In the immortal words of Professor Hinkle from Frosty the Snowman, I've been busy, busy, BIZ-ZEEEE!!!! :-D

I'll see what I can do, but I have a lot of things on my plate at the moment.
   29. Joey Numbaz (Scruff) Posted: November 08, 2004 at 08:50 AM (#957654)
I realize this should take place in the discussion but oh well . . .

Philly Booster, thanks for the reply, and sorry about my belated rebuttal . . .

I would say that Schalk comes out at 64.9 career WARP3, Schang at 76.0. WARP1 is a similar spread, though a touch tighter.

But look at the batting runs, Schang 356 BRAR, Schalk just 103. Schalk only moves closer on fielding runs. He did catch about 300 more games, even though their careers were of similar length, but I just think rating quality of catcher defense is quite suspect. While he was certainly a better defensive catcher, I think the degree that this impacted his teams is overstated by WARP.

Schang beats Schalk solidly on Win Shares, 245-191. This is with Schalk outpointing him 98-61 defensively.

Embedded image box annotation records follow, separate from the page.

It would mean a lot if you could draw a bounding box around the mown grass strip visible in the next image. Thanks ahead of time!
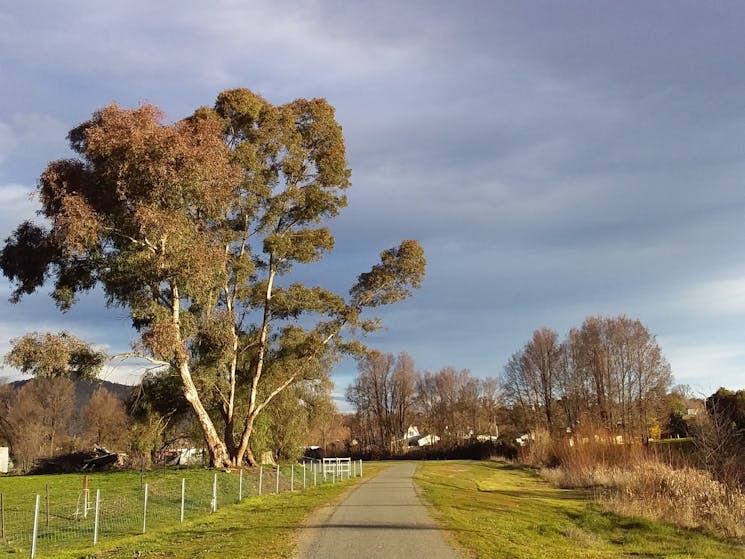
[0,464,384,559]
[417,461,745,559]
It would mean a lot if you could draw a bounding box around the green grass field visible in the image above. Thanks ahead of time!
[0,465,374,558]
[417,461,745,559]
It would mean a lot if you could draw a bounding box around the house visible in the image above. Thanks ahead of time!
[402,425,440,448]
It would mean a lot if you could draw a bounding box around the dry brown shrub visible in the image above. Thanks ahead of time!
[541,458,745,539]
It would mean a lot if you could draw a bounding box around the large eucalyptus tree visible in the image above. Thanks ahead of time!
[0,89,425,467]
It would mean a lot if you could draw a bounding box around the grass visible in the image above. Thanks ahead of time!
[0,464,381,559]
[417,461,745,559]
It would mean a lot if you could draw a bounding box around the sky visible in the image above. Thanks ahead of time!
[0,0,745,401]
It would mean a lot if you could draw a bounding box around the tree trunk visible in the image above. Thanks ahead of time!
[179,361,234,468]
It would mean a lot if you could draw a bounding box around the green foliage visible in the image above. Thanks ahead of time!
[706,388,745,436]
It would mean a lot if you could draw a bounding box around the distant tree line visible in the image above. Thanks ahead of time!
[502,316,672,440]
[347,352,504,455]
[347,316,685,453]
[0,333,342,471]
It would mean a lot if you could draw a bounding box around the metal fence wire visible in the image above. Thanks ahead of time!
[0,460,362,559]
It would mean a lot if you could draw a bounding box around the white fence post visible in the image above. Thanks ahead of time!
[93,489,101,545]
[212,474,217,512]
[142,483,148,534]
[0,493,5,541]
[181,477,186,523]
[31,495,40,559]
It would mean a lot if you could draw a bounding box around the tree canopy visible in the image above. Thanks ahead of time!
[0,89,425,466]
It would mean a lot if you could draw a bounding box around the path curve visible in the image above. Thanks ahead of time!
[297,463,460,559]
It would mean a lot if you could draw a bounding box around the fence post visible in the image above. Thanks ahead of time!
[44,483,49,532]
[212,474,217,512]
[142,483,148,534]
[31,495,40,559]
[93,489,101,545]
[181,477,186,523]
[83,476,88,518]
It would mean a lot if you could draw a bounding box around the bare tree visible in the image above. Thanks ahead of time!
[83,388,129,450]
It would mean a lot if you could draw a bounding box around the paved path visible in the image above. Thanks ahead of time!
[298,464,460,559]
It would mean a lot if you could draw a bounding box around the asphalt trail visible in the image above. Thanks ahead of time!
[298,464,460,559]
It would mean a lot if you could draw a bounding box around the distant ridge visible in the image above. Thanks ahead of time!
[8,379,137,433]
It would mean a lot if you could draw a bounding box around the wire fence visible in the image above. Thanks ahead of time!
[0,459,362,559]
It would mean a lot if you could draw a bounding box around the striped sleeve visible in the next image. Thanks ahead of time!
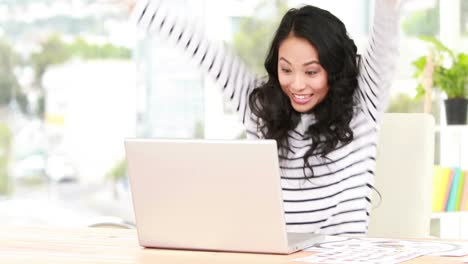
[358,0,400,122]
[131,0,258,124]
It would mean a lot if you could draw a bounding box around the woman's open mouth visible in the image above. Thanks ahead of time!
[291,93,314,104]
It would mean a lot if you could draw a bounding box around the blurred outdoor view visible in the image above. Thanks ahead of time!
[0,0,468,226]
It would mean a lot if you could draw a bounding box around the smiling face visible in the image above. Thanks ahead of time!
[278,35,329,113]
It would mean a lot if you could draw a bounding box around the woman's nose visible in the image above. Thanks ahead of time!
[291,74,306,91]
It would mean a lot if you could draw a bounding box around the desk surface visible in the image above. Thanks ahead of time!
[0,227,463,264]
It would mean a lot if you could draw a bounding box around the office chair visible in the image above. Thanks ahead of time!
[368,113,435,238]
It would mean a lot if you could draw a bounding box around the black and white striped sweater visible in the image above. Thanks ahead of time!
[132,0,399,235]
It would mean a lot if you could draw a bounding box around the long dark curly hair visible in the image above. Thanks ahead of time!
[249,6,359,178]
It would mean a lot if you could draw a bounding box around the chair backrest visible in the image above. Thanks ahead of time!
[368,113,435,237]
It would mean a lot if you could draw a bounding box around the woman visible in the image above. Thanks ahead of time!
[134,0,400,235]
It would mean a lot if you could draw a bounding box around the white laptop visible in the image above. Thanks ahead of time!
[125,139,324,254]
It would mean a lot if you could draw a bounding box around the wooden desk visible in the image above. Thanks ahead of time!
[0,227,463,264]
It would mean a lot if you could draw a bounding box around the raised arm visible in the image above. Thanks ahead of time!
[131,0,258,124]
[359,0,401,122]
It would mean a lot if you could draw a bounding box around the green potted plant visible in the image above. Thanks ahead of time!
[413,37,468,125]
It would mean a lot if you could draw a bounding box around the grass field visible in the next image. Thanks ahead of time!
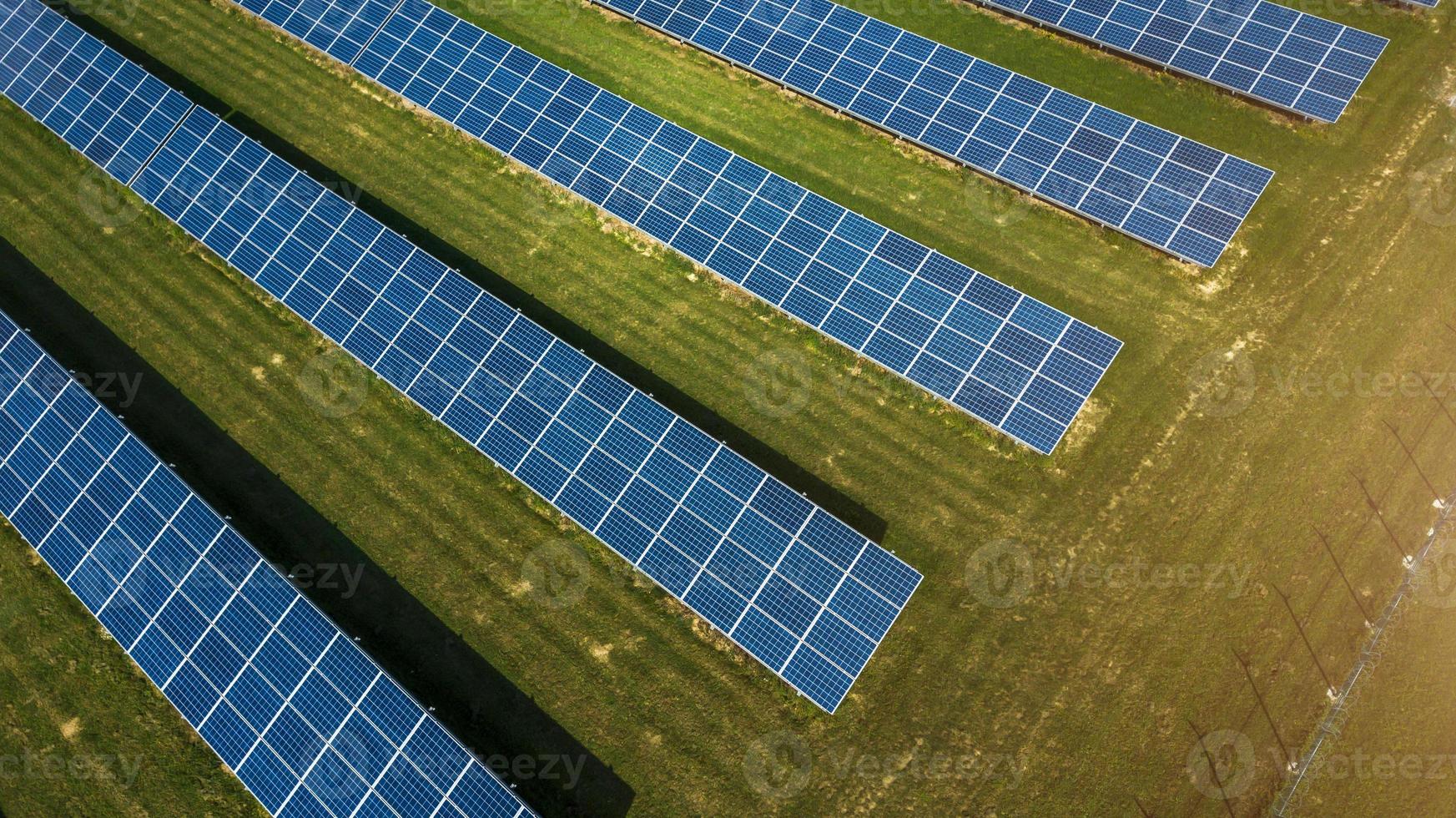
[0,0,1456,815]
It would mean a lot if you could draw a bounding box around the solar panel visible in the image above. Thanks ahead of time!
[977,0,1389,122]
[0,0,920,712]
[596,0,1274,266]
[0,313,532,818]
[227,0,1121,454]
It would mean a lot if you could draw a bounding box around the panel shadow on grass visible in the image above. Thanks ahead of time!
[0,237,635,818]
[55,3,887,543]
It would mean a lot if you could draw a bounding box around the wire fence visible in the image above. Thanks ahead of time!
[1271,493,1456,818]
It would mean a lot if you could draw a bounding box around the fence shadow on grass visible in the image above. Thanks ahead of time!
[0,237,635,818]
[55,3,887,543]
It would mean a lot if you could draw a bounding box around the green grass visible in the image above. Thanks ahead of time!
[0,0,1456,815]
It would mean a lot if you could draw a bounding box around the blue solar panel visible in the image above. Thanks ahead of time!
[227,0,1118,454]
[979,0,1389,122]
[0,308,532,818]
[0,0,920,712]
[596,0,1274,266]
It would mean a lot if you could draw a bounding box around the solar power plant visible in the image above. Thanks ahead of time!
[979,0,1389,122]
[0,0,920,712]
[596,0,1274,266]
[0,310,532,818]
[229,0,1124,454]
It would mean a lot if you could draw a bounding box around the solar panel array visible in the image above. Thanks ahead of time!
[979,0,1389,122]
[0,320,530,818]
[596,0,1274,266]
[229,0,1121,452]
[0,0,920,712]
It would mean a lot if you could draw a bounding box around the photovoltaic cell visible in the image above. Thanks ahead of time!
[596,0,1274,266]
[0,313,532,818]
[0,0,920,712]
[227,0,1118,454]
[979,0,1386,122]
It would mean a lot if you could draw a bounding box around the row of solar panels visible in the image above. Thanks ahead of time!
[240,0,1121,452]
[597,0,1274,266]
[0,0,920,712]
[0,313,532,818]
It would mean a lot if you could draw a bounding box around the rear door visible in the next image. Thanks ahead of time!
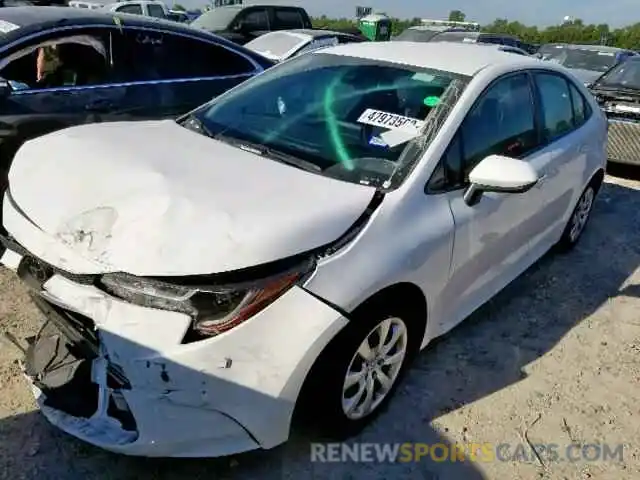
[111,27,261,119]
[532,71,597,255]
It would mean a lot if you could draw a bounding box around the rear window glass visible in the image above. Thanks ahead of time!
[245,32,308,56]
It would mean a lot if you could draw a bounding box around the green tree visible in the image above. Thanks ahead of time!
[313,14,640,50]
[449,10,467,22]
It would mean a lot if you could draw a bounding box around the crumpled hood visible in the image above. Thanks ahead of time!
[7,121,374,275]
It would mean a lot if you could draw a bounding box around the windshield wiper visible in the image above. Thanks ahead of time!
[591,83,640,95]
[213,133,322,173]
[179,113,213,138]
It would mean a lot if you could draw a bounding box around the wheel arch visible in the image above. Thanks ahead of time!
[292,282,428,427]
[588,168,605,193]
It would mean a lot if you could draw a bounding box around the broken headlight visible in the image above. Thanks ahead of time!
[100,261,315,336]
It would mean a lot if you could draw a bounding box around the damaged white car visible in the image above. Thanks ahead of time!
[1,42,606,457]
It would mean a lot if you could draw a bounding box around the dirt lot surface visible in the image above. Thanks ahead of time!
[0,167,640,480]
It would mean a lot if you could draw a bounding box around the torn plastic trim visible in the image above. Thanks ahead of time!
[30,293,131,390]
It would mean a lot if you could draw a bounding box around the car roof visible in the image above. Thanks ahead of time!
[280,28,344,38]
[407,25,457,32]
[0,6,268,57]
[542,43,632,52]
[321,41,542,76]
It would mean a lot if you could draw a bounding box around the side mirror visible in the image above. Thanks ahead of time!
[464,155,539,206]
[0,78,13,100]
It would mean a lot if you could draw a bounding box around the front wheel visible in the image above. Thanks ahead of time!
[301,304,424,440]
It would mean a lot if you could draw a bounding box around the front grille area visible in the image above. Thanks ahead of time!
[607,118,640,165]
[25,294,137,432]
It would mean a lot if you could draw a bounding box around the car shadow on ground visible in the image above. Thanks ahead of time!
[0,177,640,480]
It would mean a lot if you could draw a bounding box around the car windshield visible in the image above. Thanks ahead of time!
[539,46,617,72]
[181,53,468,189]
[596,59,640,90]
[191,8,239,31]
[245,32,309,57]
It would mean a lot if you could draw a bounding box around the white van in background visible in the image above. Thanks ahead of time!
[68,0,104,10]
[102,0,169,18]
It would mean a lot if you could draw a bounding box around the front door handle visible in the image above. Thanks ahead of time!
[85,99,116,112]
[536,173,549,188]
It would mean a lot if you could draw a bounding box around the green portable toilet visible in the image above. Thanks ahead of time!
[358,14,391,42]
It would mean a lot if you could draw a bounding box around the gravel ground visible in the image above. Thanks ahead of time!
[0,166,640,480]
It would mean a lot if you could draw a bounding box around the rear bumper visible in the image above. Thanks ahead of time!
[607,119,640,165]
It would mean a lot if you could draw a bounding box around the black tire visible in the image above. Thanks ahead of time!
[296,297,424,441]
[557,181,598,252]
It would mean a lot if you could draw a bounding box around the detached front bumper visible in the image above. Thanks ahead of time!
[607,118,640,165]
[0,202,347,457]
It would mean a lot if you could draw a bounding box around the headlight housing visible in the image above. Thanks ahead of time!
[100,260,315,337]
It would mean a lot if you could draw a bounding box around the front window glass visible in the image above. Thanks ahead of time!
[539,45,617,72]
[185,53,468,188]
[596,60,640,90]
[191,8,239,31]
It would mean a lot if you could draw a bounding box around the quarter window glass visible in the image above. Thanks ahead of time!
[461,75,538,176]
[535,73,573,140]
[275,8,304,30]
[147,4,166,18]
[116,5,142,15]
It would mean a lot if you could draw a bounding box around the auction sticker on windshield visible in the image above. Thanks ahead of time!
[0,20,20,33]
[358,108,424,133]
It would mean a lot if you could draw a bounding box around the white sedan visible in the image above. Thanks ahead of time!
[1,42,607,457]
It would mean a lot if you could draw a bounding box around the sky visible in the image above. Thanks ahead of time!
[178,0,640,27]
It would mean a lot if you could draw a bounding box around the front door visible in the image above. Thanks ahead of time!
[0,28,123,175]
[532,72,598,256]
[441,74,541,329]
[113,27,256,120]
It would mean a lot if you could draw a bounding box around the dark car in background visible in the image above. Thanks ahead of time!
[434,31,522,48]
[190,5,313,45]
[537,43,636,86]
[392,25,527,51]
[0,7,273,189]
[590,56,640,165]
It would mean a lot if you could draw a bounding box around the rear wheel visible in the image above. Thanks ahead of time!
[558,182,596,250]
[300,302,424,440]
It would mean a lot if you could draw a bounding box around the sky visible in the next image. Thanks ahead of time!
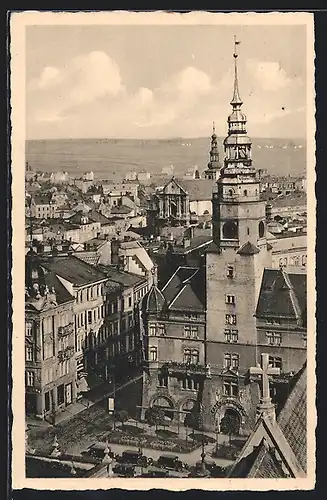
[25,25,307,139]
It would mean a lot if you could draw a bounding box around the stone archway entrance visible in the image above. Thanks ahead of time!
[179,399,197,424]
[151,396,174,422]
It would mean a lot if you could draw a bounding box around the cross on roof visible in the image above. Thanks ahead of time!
[250,353,280,403]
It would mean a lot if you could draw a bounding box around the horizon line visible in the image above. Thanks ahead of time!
[25,135,307,142]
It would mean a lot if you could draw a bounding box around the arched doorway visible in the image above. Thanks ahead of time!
[179,399,197,424]
[220,408,241,436]
[223,220,238,240]
[151,396,174,422]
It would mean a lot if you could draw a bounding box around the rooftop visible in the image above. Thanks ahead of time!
[40,255,106,286]
[97,264,147,288]
[256,269,307,318]
[177,179,214,201]
[161,266,205,311]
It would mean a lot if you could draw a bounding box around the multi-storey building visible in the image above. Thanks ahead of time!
[29,194,58,219]
[204,124,222,181]
[25,252,77,418]
[35,254,107,390]
[136,41,306,433]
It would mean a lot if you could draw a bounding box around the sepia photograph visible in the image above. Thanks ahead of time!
[10,11,316,490]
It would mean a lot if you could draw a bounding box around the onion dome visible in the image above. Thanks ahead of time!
[142,285,166,314]
[224,134,252,146]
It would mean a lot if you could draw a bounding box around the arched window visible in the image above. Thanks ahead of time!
[223,220,238,240]
[259,221,265,238]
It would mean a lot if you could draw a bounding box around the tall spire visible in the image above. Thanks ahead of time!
[231,35,243,106]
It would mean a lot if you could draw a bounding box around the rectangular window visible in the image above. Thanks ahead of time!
[184,325,198,339]
[225,314,236,325]
[225,294,235,306]
[157,325,166,335]
[182,378,199,391]
[148,323,157,337]
[224,353,240,370]
[227,264,235,278]
[184,349,192,363]
[192,349,199,365]
[120,318,126,333]
[224,381,238,398]
[26,371,35,387]
[149,346,158,361]
[44,391,50,411]
[266,332,282,345]
[225,329,238,343]
[269,356,282,370]
[25,323,33,337]
[158,375,168,387]
[25,346,34,361]
[57,384,65,405]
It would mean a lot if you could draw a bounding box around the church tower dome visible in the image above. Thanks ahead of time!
[212,39,266,253]
[204,122,221,180]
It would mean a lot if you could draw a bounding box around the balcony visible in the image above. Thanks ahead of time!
[162,361,211,378]
[58,323,74,337]
[58,346,75,362]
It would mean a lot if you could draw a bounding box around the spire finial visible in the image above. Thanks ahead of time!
[231,35,243,106]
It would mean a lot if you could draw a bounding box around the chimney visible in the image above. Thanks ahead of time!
[111,238,120,266]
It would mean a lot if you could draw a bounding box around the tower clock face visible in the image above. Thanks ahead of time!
[222,220,238,240]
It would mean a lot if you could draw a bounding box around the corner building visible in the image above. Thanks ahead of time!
[136,42,306,434]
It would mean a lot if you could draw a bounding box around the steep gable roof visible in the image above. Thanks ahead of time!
[237,241,260,255]
[178,179,214,201]
[40,255,106,286]
[256,269,306,318]
[229,364,307,477]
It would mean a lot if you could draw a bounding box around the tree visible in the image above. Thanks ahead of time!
[145,406,165,431]
[115,410,129,428]
[220,413,239,445]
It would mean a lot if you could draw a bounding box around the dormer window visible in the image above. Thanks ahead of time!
[227,264,235,278]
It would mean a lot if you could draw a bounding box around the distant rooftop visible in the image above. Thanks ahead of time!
[40,255,106,286]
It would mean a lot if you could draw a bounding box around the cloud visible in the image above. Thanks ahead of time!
[33,66,61,89]
[29,51,124,121]
[247,60,293,92]
[27,51,305,137]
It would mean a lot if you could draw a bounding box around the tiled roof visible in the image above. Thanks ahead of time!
[256,269,306,318]
[98,264,146,288]
[231,440,285,479]
[111,205,133,215]
[25,273,74,311]
[162,267,205,311]
[142,285,166,313]
[237,241,260,255]
[177,179,214,201]
[40,255,106,286]
[229,364,307,478]
[277,364,307,470]
[173,236,212,254]
[33,194,52,205]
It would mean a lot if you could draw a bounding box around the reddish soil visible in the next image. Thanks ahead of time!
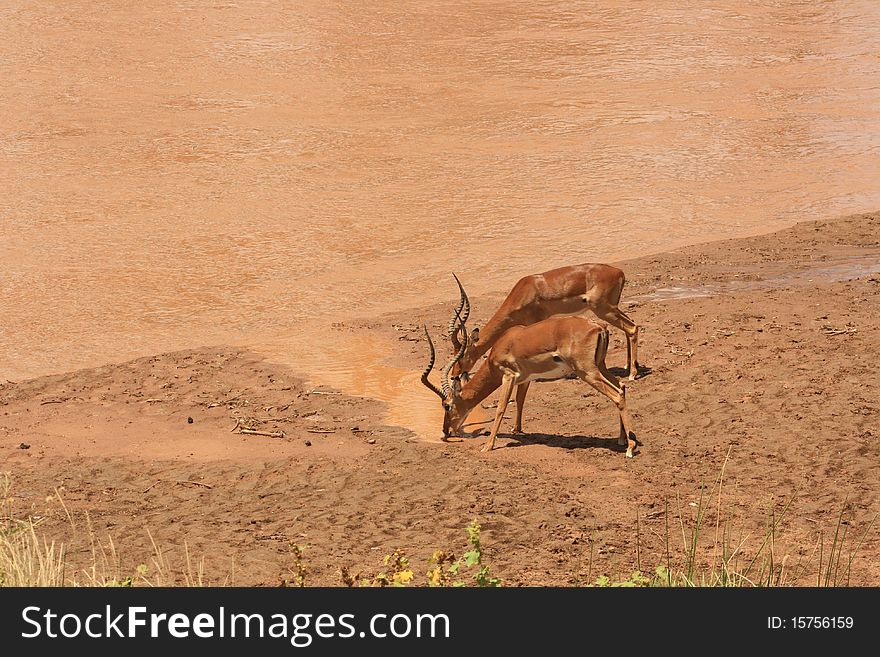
[0,213,880,586]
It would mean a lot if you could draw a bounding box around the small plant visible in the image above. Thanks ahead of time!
[428,520,501,587]
[281,543,308,588]
[340,548,415,587]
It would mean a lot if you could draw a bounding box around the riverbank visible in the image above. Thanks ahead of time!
[0,213,880,585]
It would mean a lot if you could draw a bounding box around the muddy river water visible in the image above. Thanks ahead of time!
[0,0,880,433]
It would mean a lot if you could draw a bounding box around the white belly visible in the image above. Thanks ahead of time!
[517,361,574,383]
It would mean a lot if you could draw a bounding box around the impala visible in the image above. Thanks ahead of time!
[450,263,639,380]
[422,309,636,458]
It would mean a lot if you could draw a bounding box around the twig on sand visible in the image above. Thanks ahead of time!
[822,324,858,335]
[141,479,162,495]
[141,479,214,494]
[174,479,214,488]
[238,429,284,438]
[208,392,244,408]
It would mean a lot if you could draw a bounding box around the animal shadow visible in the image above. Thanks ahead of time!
[499,433,642,454]
[608,365,654,381]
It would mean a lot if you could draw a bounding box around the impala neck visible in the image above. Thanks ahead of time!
[468,315,514,364]
[458,360,502,414]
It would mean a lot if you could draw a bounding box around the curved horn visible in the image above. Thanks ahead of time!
[446,272,466,349]
[447,272,471,349]
[440,316,467,397]
[422,326,446,401]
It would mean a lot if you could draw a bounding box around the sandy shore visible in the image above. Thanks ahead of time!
[0,213,880,585]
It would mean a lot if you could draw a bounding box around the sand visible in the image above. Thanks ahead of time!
[0,213,880,586]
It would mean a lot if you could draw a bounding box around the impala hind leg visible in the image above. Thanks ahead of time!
[513,381,531,433]
[480,374,516,452]
[596,307,639,381]
[578,369,636,458]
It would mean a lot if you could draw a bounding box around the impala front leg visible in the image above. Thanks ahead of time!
[513,381,531,433]
[480,374,516,452]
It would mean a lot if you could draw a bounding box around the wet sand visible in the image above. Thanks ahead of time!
[0,213,880,586]
[0,0,880,422]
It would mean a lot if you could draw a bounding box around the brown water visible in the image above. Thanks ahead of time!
[0,0,880,433]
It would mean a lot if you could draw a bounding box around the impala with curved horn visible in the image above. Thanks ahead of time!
[450,263,639,380]
[422,306,636,458]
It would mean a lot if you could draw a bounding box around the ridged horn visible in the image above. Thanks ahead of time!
[446,272,471,349]
[422,325,446,401]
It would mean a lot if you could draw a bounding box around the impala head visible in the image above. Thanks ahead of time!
[422,316,469,438]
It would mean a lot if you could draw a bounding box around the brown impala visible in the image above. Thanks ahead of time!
[422,308,636,458]
[450,263,639,380]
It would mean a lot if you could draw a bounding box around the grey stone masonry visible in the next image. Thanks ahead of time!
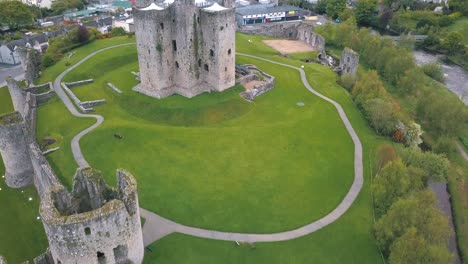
[107,83,122,93]
[61,80,106,113]
[65,79,94,89]
[34,249,55,264]
[40,168,144,264]
[0,112,34,188]
[238,64,275,102]
[338,48,359,76]
[134,0,236,98]
[6,77,26,116]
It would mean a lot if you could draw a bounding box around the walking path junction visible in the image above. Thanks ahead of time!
[53,43,364,246]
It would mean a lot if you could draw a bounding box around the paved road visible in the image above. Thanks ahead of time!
[0,65,24,88]
[54,43,364,246]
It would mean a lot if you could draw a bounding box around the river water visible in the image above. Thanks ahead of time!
[413,50,468,105]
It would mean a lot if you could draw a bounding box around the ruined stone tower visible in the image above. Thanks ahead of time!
[134,0,236,98]
[339,48,359,76]
[40,168,144,264]
[0,112,34,188]
[6,77,26,117]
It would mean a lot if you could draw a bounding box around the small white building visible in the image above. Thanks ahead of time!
[21,0,52,8]
[0,39,26,65]
[0,34,49,65]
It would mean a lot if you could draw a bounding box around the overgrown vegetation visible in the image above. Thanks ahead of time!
[42,26,99,68]
[372,145,453,264]
[317,19,468,140]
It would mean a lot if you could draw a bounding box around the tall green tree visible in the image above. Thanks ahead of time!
[388,227,453,264]
[449,0,468,16]
[352,71,387,107]
[354,0,377,26]
[0,0,34,29]
[372,159,411,217]
[401,147,450,181]
[416,92,468,136]
[374,189,452,256]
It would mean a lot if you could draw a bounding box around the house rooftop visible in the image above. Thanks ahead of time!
[236,5,303,16]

I just don't see how it's possible to look at the two and see Schalk as close.

Taking the defensive advantage into account, I could see ranking them even through 1922. Comparing them seasonally, with Schang listed first:

1912: 0-3
1913: 13-13
1914: 19-17
1915: 17-18
1916: 12-16
1917: 15-20
1918: 10-7
1919: 19-17
1920: 20-21
1921: 20-11
1922: 18-22

Total 1912-22: Schang 163, Schalk 165 head to head seasons, not counting 1912, Shalk, 5-4-1.

Schalk was basically done as a productive player after 1922 (he was decent in 1925), totaling just 26 WS. Schang was Fisk-like in how long he was able to maintain his offense, rolling up 82 WS after 1922.

Schang was 39 years old in 1929, caught 55% of his teams games and still posted a 105 OPS+. Schalk had an OPS+ of 105 exactly once in his career, 1915.

Schang is miles ahead of Schalk, and as far as I can tell, any catcher of the era 1910-30 era.